Поезд уже останавливался три или четыре раза, вероятно, среди поля. Проехав без перерыва, может быть, три четверти часа, он вдруг снова останавливается и на этот раз больше не движется…
Я слышу, как некоторые говорят:
— Это Пантрюш.
Те, что сидели по краям скамей, вставали и пытались смотреть через отверстия отдушин. Но они были пробиты наискось, как в ставнях окон; вряд ли через них можно было много увидеть.
Тем не менее, некоторые уверенно заявляли:
— Да, это Пантрюш.
Другие возражали:
— Пантрюш? Никогда в жизни! Мы на вокзале Вильнев-Сен-Жорж.
В конце концов, не было ничего невозможного в том, что поезд направили через Вильнев-Сен-Жорж. Но кто-то авторитетно утверждал:
— Вильнев-Сен-Жорж? Как бы не так. Мы в Нуази-ле-Сек! Я узнаю пути.
В ответ лишь пожимали плечами. Я сидел посередине скамейки и не мог встать. Но я чувствовал: «Мы в Париже». Мне рассказывали, как одна женщина, желая избавиться от своей кошки, завезла ее в корзине из Пюто в Версаль. Кошка, однако, сразу же нашла дорогу. Типы вроде нас не лишены такого чутья.
Вдруг раздался короткий и глухой звук рожка. Послышалась команда, шум раскрываемых дверей. «Первая скамья, встать!» Наш вагон открывается. Яркий дневной свет вливается в него широким потоком. Мы сходим поодиночке. Нужно было прыгать с высоты в полметра.

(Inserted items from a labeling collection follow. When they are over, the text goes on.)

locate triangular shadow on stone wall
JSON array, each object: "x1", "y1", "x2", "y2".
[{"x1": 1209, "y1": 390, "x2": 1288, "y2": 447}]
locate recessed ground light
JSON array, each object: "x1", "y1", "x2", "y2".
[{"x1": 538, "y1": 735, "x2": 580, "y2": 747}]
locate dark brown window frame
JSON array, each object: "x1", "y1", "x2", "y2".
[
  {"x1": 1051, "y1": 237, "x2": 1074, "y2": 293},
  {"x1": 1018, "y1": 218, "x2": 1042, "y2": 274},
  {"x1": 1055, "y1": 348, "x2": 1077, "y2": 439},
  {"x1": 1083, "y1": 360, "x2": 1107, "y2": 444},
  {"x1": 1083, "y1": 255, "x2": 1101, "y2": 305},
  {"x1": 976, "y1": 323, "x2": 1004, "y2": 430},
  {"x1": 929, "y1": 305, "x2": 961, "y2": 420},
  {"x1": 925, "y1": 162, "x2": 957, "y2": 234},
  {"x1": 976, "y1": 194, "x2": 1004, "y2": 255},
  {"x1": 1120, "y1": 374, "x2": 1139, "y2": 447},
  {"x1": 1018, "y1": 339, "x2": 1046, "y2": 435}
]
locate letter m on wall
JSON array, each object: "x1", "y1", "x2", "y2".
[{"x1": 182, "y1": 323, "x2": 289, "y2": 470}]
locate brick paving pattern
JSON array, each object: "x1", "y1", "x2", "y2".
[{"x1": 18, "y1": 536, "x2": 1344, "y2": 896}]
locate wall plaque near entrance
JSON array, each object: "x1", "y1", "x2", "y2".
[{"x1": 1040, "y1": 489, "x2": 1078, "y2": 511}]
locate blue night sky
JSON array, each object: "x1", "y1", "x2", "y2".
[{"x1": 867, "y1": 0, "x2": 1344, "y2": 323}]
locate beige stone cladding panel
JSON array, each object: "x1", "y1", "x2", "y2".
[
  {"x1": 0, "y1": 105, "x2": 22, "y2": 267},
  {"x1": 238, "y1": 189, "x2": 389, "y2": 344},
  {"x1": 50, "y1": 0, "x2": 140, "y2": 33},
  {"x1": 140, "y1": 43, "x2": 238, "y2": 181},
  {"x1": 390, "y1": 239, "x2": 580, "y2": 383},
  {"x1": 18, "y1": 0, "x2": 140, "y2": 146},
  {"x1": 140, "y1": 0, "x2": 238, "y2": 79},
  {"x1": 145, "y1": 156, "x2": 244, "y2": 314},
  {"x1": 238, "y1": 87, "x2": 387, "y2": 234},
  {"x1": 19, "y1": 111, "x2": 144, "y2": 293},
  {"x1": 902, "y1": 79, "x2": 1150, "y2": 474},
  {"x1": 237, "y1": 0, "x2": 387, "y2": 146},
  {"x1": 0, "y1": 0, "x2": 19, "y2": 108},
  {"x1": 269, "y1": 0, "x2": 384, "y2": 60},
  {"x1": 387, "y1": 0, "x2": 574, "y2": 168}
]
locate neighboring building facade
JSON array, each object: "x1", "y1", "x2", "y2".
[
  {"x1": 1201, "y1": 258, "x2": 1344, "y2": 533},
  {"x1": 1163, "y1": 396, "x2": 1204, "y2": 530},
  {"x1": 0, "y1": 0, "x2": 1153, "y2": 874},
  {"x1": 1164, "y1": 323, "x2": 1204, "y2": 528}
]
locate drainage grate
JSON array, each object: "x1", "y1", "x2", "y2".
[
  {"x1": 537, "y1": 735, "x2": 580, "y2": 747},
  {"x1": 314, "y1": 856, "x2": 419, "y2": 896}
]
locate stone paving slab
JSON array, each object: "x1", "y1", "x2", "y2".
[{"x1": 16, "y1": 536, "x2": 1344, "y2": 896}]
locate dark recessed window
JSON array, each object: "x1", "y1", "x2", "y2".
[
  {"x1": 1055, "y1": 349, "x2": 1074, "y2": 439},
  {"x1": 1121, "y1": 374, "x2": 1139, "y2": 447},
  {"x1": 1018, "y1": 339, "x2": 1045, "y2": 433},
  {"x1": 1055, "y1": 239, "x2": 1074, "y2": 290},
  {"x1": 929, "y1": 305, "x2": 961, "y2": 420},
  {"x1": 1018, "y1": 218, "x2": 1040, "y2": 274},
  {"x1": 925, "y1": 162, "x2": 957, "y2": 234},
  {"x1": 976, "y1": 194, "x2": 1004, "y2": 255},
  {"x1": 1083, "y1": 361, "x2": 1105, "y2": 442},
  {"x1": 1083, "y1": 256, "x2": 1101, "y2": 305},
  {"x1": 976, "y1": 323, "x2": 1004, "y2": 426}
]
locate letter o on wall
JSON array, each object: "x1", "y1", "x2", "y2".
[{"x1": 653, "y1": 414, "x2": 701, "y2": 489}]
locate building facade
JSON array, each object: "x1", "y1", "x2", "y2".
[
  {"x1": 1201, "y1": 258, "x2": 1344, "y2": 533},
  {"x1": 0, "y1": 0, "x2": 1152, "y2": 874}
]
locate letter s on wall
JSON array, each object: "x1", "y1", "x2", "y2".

Совершая прыжок, я слышу, как на моем животе звякают шестнадцать патронов.
Я осматриваюсь и вижу огромную площадь, беспорядочно заставленную сотнею вагонов: по одиночке, по два, по три, как рогатый скот на рынке; сараи, бараки, покуда хватит глаз; кучи бочек, горы ящиков, надо всем этим железный мост с пролетами по сто метров, который мог бы пересечь целых три реки; и повсюду — слышите — повсюду: между вагонами, перед сараями, под пролетами моста войска, конные и пешне; красные панталоны, небесно-голубые мундиры, белые воротники. В глубине, перед горою угля, виднелись даже кирасы.
И спокойно стоящие в пирамидах винтовки, как спиртовки на столиках кафе. И целое море лошадиных спин, совершенно одинаковых лошадиных спин.
Мы были ошеломлены, уничтожены. Такого зрелища мы никак не ожидали.
Тут была наготове целая армия со сверкающим оружием под шестичасовым утренним солнцем тридцатого апреля.
На горизонте виднелись уже задымившие трубы парижских заводов, которые завтра дымиться не будут.
По небу быстро проносились облака.
Мы были у самых подступов к Парижу; молча, исподтишка мы подкрались к нему. А он и не подозревал об этом.